My final finish time was 4:11:40, 16 minutes and 4 seconds faster than my first marathon. Jen beat me by 6 seconds and picked up a 9 minute PR herself.

The finisher's medal

THE AFTERMATH:

We were both SO happy with our time, but we were SO tired! We staggered through the finish chute picking up Gatorade, chips, bananas, and other stuff people handed to us. We were both so done mentally we couldn't think. I literally staggered over to get my medal. I kind of stared at the woman at first, wondering what she wanted with that medal she was holding. LOL! We went over and got our official finisher photo taken. We tried to stretch a bit, but we really just wanted to keep walking. We had to walk a LONG way to meet back up with our families, but we eventually made it and just collapsed on the grass to rest for a while.
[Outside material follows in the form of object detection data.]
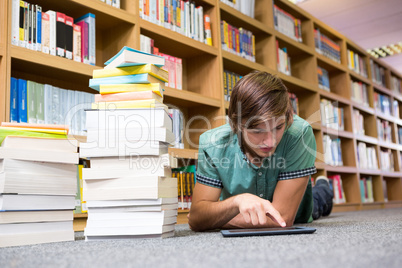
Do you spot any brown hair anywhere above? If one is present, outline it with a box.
[228,71,293,133]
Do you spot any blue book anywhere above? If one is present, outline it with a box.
[18,79,28,123]
[89,73,165,91]
[105,46,165,68]
[10,77,20,123]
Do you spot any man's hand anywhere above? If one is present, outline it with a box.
[233,194,286,227]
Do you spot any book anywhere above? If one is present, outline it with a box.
[87,197,177,208]
[86,108,172,131]
[91,99,168,110]
[95,90,163,103]
[0,194,75,211]
[92,64,169,82]
[79,141,168,157]
[105,46,165,69]
[0,210,74,224]
[86,128,175,147]
[89,73,164,91]
[99,82,165,97]
[0,221,74,247]
[91,154,178,171]
[74,13,96,65]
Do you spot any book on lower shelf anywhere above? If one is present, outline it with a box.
[360,176,374,203]
[80,48,178,241]
[0,124,78,247]
[328,174,347,204]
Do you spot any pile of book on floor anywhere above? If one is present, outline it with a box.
[80,47,177,241]
[0,123,79,247]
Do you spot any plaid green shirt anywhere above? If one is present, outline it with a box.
[197,115,317,223]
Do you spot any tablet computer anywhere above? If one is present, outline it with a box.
[221,226,316,237]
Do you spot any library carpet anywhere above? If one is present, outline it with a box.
[0,208,402,268]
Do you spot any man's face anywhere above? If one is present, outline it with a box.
[242,117,286,158]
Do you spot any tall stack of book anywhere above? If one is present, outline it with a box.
[0,123,78,247]
[80,47,177,241]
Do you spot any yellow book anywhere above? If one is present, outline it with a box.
[92,99,168,111]
[99,83,164,97]
[93,64,169,82]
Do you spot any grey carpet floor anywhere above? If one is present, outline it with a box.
[0,208,402,268]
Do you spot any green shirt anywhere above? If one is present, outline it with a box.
[197,115,316,223]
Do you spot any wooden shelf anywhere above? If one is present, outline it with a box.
[351,100,375,115]
[140,19,218,58]
[275,31,315,56]
[222,50,276,74]
[318,89,351,105]
[219,2,273,35]
[349,70,371,85]
[325,165,358,174]
[354,134,378,145]
[169,148,198,159]
[321,126,354,139]
[32,0,137,30]
[164,87,221,108]
[11,46,101,77]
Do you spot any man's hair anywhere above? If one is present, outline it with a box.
[228,71,293,133]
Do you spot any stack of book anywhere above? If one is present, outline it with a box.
[0,123,78,247]
[80,47,177,241]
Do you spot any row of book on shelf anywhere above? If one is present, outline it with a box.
[347,49,368,78]
[11,0,96,65]
[10,77,94,135]
[276,40,292,75]
[314,28,341,63]
[140,34,183,89]
[220,0,255,18]
[273,4,303,43]
[220,20,255,62]
[100,0,120,8]
[139,0,212,46]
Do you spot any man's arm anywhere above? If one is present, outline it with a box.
[222,176,309,228]
[189,183,285,231]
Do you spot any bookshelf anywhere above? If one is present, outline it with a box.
[0,0,402,229]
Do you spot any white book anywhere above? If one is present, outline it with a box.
[87,197,177,208]
[0,194,75,210]
[46,10,56,56]
[0,221,74,247]
[86,108,172,131]
[84,224,175,236]
[86,216,177,228]
[11,0,20,46]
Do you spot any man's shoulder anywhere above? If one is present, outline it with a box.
[199,124,236,150]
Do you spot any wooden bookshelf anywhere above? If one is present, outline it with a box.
[0,0,402,230]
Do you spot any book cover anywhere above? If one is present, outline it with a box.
[73,24,82,62]
[74,13,96,65]
[99,83,164,97]
[10,77,20,122]
[42,12,50,54]
[56,12,66,58]
[105,46,165,68]
[65,16,73,60]
[93,64,169,82]
[89,73,164,91]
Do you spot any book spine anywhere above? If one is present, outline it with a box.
[56,12,66,58]
[10,77,19,123]
[18,79,28,123]
[46,10,56,56]
[73,24,81,62]
[65,16,73,60]
[36,5,42,51]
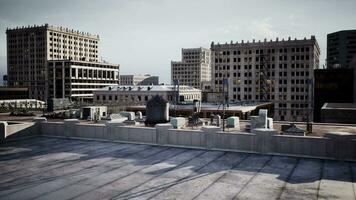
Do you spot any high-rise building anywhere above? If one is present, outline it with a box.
[6,24,99,100]
[314,68,356,122]
[48,60,119,102]
[326,30,356,68]
[171,48,211,90]
[120,74,159,85]
[211,36,320,121]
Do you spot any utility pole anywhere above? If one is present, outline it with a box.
[222,78,229,131]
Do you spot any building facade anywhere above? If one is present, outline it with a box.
[94,85,201,106]
[171,48,211,90]
[6,24,99,100]
[48,60,119,102]
[314,68,356,122]
[120,74,159,85]
[211,36,320,121]
[326,30,356,68]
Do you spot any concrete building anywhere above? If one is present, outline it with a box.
[120,74,159,85]
[171,48,211,90]
[314,68,356,122]
[48,60,119,102]
[326,30,356,68]
[211,36,320,121]
[6,24,99,100]
[93,85,201,106]
[0,86,29,99]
Sitting on the Capitol Lawn

Now we're standing

Doing the Supergirl pose (and that's all the energy we had left)

CONCLUSIVE THOUGHTS:

All in all, it was an incredible race! After training for so long, it is nice to have a happy ending. I have to thank God for getting me through. There were times throughout the race where I just asked Him to carry me through, and He did. I knew I could not do it without Him. I have several verses I think of that get me through. I could also not do it without all the spectators who came out to cheer everyone on. Austin is such a great city like that. It was cold, but they were still out there cheering. One guy was doing back flips on a trampoline in his front yard, others were passing out Kleenex and Vaseline, others held clever funny signs and would move along the course so you'd see them multiple times, and others just called out your name (our names are on our race bibs). It is so cool to hear your name called out by someone you don't even know. I could also not do it without the support of my husband (thanks for taking the great pictures, honey) and my best running friend ever -- Jen!!!

Oh, and you're probably asking, "Are you going to run another marathon?" You'll have to ask me again once I can walk normally. ;) Right now, I don't think I ever want to do that again!